Slashdot is powered by your submissions, so send in your scoop

 



Forgot your password?
typodupeerror
×
Slashdot.org News

Load Testing the New Server (Take 2) 41

Load testing the new boxes is going well: I've actually flushed out a pair of really bizarre bugs. If you're up for more load testing, feel free to visit the new box but let me remind you that we're trying to simulate normal activity- just lots of it, so writing a script that tries to submit the same comment a few thousand times in a few minutes just isn't gonna help (for that matter, just reloading the same page doesn't help either really) And thanks to the guy from 209.80.X.X (I'm sure you know who you are) who must have been running something really smart 'cuz (except for the fact that it was all coming from one IP) it was pulling down like 20 different pages a second! Anyway, the new setup was handling ~3x the usual Slashdot load for awhile there. I wanna try to get to 4x and see how that goes. Then we just gotta change the DNS, and there shall be faster Slashdot for everyone!
This discussion has been archived. No new comments can be posted.

Load Testing the New Server (Take 2)

Comments Filter:
  • Would you be interested in sharing your new
    webserver configuration along with some load
    stats(maybe an mrtg traffic graph)?
    I am curious to see what kind of load you are getting that is prompting you to goto a cluster
    system.
  • I can't even reach the new site [209.207.224.40]! It responds to ping though.
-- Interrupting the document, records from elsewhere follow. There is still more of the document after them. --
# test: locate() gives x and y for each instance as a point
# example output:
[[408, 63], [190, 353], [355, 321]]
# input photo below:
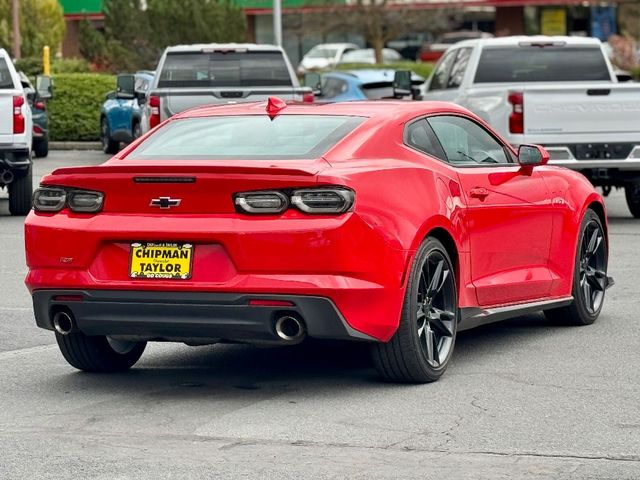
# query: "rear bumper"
[[190, 317]]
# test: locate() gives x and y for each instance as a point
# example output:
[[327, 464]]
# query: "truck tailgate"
[[182, 99], [6, 117], [594, 112]]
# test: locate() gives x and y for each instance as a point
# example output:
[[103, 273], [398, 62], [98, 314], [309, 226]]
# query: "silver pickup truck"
[[192, 75], [559, 92], [15, 138]]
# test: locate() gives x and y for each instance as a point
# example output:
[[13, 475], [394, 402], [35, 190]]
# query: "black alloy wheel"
[[590, 275], [421, 348], [593, 267]]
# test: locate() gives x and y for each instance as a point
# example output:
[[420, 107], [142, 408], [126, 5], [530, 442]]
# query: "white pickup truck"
[[559, 92], [192, 75], [16, 130]]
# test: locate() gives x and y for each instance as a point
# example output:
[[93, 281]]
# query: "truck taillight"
[[154, 105], [516, 119], [18, 117]]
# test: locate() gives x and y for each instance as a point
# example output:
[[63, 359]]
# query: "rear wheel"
[[20, 192], [632, 193], [99, 353], [420, 350], [589, 278], [108, 144]]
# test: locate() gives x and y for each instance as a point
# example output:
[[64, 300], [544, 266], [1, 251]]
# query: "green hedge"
[[74, 111], [422, 69]]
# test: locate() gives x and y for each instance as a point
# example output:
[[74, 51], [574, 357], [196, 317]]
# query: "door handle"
[[479, 192]]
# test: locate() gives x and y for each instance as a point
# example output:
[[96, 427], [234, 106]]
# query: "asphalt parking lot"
[[522, 399]]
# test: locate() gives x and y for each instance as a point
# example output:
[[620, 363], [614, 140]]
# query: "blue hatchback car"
[[121, 113], [365, 84]]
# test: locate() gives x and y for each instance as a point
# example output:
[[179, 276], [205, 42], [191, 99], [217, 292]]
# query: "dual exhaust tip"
[[288, 327]]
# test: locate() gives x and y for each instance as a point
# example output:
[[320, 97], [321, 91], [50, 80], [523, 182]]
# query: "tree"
[[41, 23]]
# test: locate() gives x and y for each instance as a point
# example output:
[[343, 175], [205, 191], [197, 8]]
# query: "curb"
[[75, 146]]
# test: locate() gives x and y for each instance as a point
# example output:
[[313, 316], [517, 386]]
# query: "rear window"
[[224, 69], [541, 64], [248, 137], [5, 75]]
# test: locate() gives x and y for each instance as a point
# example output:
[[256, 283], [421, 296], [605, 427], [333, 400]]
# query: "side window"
[[439, 79], [420, 136], [467, 143], [332, 87], [459, 68]]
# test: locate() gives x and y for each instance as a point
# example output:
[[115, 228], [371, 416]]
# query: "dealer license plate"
[[161, 260]]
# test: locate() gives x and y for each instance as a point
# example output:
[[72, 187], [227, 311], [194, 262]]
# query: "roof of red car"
[[374, 108]]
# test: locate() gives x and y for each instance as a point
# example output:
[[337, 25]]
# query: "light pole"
[[277, 22], [17, 40]]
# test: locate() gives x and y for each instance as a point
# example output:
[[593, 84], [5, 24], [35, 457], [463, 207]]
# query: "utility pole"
[[16, 40], [277, 22]]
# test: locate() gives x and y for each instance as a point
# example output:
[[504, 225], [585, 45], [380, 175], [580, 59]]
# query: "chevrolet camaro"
[[395, 223]]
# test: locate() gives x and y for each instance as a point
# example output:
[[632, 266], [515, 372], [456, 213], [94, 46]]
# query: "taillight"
[[54, 199], [18, 118], [321, 200], [154, 106], [261, 202], [516, 119]]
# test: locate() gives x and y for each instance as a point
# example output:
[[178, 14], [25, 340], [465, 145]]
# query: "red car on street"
[[394, 223]]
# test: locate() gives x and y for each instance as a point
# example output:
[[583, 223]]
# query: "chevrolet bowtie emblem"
[[165, 202]]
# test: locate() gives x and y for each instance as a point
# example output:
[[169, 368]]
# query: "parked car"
[[39, 116], [122, 113], [192, 75], [269, 222], [324, 56], [560, 92], [16, 132], [432, 51], [367, 56], [350, 85]]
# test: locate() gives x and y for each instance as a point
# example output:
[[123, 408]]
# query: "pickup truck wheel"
[[632, 192], [41, 147], [109, 145], [98, 354], [20, 192]]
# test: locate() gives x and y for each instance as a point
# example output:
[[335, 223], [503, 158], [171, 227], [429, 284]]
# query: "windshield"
[[246, 137], [322, 52], [541, 64], [224, 69]]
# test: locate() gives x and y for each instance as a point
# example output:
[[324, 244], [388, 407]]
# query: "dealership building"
[[500, 17]]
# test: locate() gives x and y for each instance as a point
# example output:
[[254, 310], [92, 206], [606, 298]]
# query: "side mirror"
[[402, 86], [313, 80], [531, 155], [44, 87], [125, 87]]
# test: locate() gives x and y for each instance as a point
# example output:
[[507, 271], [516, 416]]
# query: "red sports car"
[[394, 223]]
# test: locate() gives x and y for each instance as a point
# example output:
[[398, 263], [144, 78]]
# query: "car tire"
[[589, 276], [20, 194], [109, 145], [632, 194], [98, 354], [421, 348], [41, 147]]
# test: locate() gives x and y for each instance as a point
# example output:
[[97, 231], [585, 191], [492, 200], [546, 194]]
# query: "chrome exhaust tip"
[[63, 323], [290, 328]]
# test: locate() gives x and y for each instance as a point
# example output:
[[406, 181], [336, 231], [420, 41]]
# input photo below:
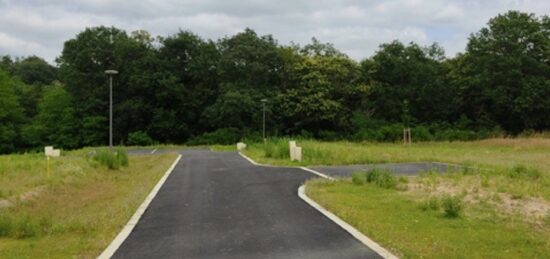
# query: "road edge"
[[125, 232], [347, 227], [296, 167]]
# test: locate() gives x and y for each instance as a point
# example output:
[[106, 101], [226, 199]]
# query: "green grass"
[[520, 167], [78, 210], [413, 229]]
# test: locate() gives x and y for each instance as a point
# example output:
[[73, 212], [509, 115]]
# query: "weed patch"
[[452, 206], [523, 172], [430, 204], [112, 160], [382, 178]]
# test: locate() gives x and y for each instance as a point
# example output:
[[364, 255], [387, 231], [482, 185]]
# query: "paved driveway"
[[218, 205]]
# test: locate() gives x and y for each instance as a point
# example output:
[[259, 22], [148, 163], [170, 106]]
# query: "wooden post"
[[407, 139]]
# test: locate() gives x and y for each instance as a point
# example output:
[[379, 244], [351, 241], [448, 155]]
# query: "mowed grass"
[[76, 211], [520, 167], [398, 222]]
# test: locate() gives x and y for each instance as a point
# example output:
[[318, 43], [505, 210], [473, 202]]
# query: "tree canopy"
[[182, 88]]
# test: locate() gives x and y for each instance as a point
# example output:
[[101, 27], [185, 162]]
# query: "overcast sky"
[[355, 27]]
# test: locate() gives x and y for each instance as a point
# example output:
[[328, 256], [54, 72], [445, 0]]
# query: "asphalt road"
[[405, 169], [218, 205]]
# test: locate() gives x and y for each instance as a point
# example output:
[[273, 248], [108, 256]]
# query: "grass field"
[[75, 212], [503, 192]]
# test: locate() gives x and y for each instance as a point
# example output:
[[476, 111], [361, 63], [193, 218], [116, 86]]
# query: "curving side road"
[[218, 205]]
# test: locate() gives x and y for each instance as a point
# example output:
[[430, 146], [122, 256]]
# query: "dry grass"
[[78, 210]]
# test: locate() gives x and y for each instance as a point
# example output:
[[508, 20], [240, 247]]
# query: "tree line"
[[185, 89]]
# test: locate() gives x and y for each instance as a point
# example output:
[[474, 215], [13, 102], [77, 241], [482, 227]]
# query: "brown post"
[[407, 139]]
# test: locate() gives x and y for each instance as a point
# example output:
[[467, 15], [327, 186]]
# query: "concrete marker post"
[[127, 230]]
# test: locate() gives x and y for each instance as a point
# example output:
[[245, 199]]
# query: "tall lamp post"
[[264, 101], [111, 73]]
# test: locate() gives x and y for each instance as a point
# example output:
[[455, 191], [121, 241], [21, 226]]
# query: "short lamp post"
[[264, 101], [111, 73]]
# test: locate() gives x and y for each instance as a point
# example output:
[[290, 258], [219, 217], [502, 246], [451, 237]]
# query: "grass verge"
[[77, 210], [519, 167], [409, 227]]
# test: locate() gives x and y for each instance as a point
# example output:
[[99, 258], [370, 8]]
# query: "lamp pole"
[[264, 101], [111, 73]]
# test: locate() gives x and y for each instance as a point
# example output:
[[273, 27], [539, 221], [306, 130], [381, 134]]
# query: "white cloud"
[[356, 27]]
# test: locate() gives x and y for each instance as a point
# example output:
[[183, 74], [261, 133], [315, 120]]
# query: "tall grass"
[[76, 210]]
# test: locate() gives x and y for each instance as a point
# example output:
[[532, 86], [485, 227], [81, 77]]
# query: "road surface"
[[219, 205]]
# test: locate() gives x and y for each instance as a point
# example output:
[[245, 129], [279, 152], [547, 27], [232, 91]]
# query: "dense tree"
[[35, 71], [181, 88], [54, 124], [507, 72], [408, 78], [11, 114]]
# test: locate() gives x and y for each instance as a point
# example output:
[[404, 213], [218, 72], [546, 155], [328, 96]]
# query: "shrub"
[[381, 178], [523, 172], [452, 205], [430, 204], [139, 138], [112, 160], [224, 136], [21, 226], [421, 133], [358, 178]]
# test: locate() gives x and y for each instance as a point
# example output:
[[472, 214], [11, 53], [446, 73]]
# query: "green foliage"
[[55, 121], [139, 138], [524, 172], [112, 159], [11, 114], [183, 89], [277, 148], [34, 70], [224, 136], [452, 206], [382, 178], [22, 227], [431, 203]]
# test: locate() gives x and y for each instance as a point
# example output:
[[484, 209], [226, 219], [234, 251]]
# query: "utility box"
[[295, 151], [241, 146]]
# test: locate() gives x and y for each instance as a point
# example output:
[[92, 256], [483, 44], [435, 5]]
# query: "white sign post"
[[241, 146], [295, 151]]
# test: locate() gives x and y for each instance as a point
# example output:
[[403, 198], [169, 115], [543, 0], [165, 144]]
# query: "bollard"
[[291, 148], [241, 146]]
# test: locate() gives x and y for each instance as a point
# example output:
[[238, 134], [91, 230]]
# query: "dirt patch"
[[532, 209]]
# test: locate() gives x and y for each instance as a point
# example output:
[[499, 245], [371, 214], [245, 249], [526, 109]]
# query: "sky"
[[356, 27]]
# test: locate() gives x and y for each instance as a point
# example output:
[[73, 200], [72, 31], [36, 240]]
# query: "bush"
[[382, 178], [21, 226], [358, 178], [224, 136], [139, 138], [112, 160], [452, 205], [523, 172], [277, 148]]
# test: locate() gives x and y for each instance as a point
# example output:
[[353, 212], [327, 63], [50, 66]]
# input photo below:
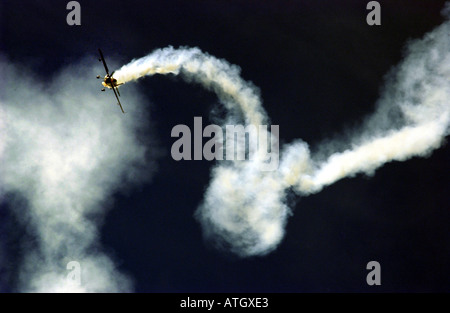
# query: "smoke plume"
[[244, 208]]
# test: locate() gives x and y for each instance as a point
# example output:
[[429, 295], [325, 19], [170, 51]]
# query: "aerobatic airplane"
[[109, 81]]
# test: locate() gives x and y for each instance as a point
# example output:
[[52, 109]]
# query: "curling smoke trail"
[[64, 150], [244, 208]]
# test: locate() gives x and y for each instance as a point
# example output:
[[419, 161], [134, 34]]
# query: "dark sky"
[[319, 68]]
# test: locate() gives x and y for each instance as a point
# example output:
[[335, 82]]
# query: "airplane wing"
[[118, 101], [103, 60]]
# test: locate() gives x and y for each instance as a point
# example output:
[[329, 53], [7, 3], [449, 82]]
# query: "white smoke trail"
[[65, 149], [244, 208]]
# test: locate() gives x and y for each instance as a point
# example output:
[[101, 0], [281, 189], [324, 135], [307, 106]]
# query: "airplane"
[[109, 81]]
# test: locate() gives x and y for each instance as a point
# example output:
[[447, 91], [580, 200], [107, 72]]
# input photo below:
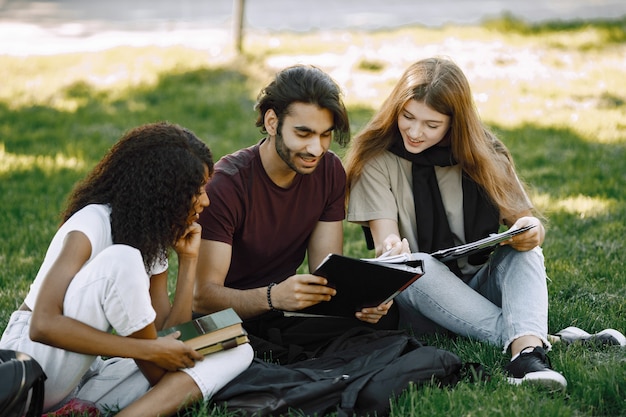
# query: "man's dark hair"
[[304, 84]]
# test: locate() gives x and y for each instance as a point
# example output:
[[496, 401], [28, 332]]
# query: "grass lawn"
[[554, 92]]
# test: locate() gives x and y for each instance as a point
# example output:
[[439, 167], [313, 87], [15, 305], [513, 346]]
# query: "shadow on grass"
[[217, 104]]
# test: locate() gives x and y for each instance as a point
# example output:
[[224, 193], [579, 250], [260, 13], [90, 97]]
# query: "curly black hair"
[[149, 179], [304, 84]]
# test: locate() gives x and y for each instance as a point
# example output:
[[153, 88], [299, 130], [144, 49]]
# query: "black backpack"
[[356, 374], [21, 385]]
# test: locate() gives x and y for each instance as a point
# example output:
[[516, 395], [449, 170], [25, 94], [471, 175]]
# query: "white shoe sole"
[[574, 334], [552, 380]]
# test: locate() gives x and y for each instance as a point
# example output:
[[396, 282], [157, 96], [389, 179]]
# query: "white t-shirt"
[[94, 221]]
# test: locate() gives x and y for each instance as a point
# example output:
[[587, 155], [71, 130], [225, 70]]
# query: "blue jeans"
[[506, 299]]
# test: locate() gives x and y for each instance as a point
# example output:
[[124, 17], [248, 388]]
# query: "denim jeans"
[[506, 299]]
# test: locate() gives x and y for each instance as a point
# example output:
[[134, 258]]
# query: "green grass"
[[554, 92]]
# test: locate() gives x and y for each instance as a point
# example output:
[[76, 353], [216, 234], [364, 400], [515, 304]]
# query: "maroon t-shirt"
[[268, 226]]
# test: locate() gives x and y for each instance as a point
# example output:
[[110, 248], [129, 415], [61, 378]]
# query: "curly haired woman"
[[106, 269]]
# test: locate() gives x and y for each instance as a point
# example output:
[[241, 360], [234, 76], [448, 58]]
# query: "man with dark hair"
[[272, 204]]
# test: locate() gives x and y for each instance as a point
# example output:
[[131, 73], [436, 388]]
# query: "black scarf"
[[480, 216]]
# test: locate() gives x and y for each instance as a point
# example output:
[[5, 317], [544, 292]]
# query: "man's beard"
[[287, 155]]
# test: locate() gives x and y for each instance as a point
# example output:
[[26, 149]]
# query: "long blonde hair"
[[442, 86]]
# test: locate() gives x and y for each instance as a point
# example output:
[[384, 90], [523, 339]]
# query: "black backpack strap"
[[19, 374]]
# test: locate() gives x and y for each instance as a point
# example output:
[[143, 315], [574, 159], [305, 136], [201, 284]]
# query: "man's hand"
[[374, 314], [300, 291]]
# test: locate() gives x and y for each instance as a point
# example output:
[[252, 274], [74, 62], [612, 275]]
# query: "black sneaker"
[[534, 367], [609, 337]]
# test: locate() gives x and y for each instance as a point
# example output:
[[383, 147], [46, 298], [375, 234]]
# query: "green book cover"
[[205, 324]]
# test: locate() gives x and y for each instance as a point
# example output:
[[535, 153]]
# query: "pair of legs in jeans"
[[505, 300]]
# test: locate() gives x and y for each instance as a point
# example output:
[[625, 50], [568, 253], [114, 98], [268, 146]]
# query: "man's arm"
[[210, 295], [327, 237]]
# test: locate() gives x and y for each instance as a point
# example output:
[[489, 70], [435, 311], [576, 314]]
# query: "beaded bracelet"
[[269, 296]]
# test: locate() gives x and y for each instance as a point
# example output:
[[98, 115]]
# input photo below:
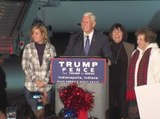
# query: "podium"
[[91, 74]]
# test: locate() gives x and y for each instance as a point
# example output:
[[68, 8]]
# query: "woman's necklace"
[[115, 61]]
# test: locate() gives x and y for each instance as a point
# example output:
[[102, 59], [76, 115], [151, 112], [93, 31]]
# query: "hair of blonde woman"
[[93, 17], [42, 29], [150, 35]]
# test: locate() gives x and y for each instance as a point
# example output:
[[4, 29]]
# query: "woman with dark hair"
[[144, 67], [118, 71]]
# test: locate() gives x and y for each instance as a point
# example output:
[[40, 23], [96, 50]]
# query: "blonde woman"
[[36, 59]]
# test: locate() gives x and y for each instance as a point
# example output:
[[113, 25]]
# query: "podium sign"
[[79, 70]]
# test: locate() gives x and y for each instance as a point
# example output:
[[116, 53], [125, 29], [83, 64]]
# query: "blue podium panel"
[[91, 74], [80, 70]]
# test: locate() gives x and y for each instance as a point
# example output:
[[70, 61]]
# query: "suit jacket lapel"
[[92, 45]]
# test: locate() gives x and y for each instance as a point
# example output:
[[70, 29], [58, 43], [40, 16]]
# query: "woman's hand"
[[40, 84]]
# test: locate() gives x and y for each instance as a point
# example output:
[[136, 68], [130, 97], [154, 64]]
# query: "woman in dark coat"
[[118, 71]]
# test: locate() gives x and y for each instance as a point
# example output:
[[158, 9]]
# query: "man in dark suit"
[[98, 46], [99, 43]]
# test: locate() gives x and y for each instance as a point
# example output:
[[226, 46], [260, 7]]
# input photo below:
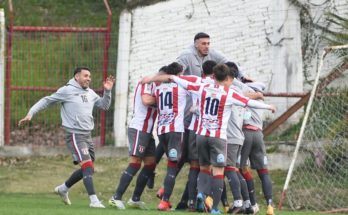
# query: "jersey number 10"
[[166, 100], [211, 106]]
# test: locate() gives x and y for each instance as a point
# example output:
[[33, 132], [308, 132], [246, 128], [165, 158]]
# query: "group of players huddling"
[[209, 115]]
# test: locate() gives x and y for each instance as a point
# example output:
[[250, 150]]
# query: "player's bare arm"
[[148, 100], [254, 95], [155, 78], [109, 82]]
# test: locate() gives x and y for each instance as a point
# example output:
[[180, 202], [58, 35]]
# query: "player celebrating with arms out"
[[215, 106], [77, 101]]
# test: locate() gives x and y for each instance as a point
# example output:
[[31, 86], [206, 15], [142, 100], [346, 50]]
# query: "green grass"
[[26, 186]]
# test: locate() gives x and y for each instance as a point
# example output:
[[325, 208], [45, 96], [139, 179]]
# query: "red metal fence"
[[42, 59]]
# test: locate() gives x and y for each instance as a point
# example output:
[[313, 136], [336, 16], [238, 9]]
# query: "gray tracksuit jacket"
[[192, 62], [77, 106]]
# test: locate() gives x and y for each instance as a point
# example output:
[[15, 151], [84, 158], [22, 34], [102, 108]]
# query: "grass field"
[[26, 187]]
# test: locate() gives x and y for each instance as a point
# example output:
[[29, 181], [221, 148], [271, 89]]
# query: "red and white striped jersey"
[[143, 116], [215, 106], [171, 102], [195, 100]]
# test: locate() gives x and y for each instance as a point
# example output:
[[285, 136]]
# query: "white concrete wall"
[[263, 36]]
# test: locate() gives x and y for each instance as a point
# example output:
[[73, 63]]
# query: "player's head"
[[202, 43], [233, 67], [208, 67], [82, 75], [174, 69], [162, 70], [223, 74]]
    Is Slashdot being slashdotted? :-)

  • I tried the new site last night and again a few moments ago, and both times the load times for pages were _very_ slow, often taking minutes for the table portions to show up. Accessing the regular slashdot during these times was as snappy/sluggish as usual, so it wasn't my connection.

    Hopefully this is just a result of over-agressive stress testing, but I haven't seen any speed benefits with the new site yet.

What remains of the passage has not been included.